Serenity: Nice of Pandora to invite us over for a second slumber party, eh, Fifi?

Fifi: I hope she has lots of Baguettes!

Serenity: OK, I know you come from French descent and all, and I deeply respect that, in fact, its one of the things about you that turns me on, but, come on. Was that really necessary?

Fifi: What? I'm just opening up a suggestion.

Serenity: Fifi, look! (She takes a note from a nearby wall.) Its from Lexi! "Dear lovebirds, I am here in your time and location because your future is in dire need of help. Help that only you two, with some assistance of course, can provide. Please come on down behind the Weenie Burger for more specification. Love you two! -Lexi Bunny." We gotta find Lexi!

Fifi: (Pointing at the audience): And YOU'VE gotta help us!

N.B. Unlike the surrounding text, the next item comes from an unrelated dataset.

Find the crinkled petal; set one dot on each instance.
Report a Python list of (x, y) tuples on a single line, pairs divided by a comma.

Serenity: If you need instructions on how to do whatever we're gonna do later on, check out the Enclosed Instruction Book. If, for any reason, your copy of this game DOESN'T come with the Enclosed Instruction Book, and you have a zero-percentage of strong access to the internet, then you're royally screwed.

(Fade to Black)

Intro 2:

(We cut to Serenity and Fifi arriving at the Weenie Burger, as they come across Lexi Bunny, along with some other female characters. Everyone is talking at once, until they are interrupted.)

Babs: (Out of breath) Sorry I'm late, guys! (Normal) Who's she here?

Lexi: Hillary Clinton.

Babs: What?

Lexi: I'm your f***ing descendant!

Babs: Oh.

Lexi: Anyway, you may be wondering what the hell you are all doing here?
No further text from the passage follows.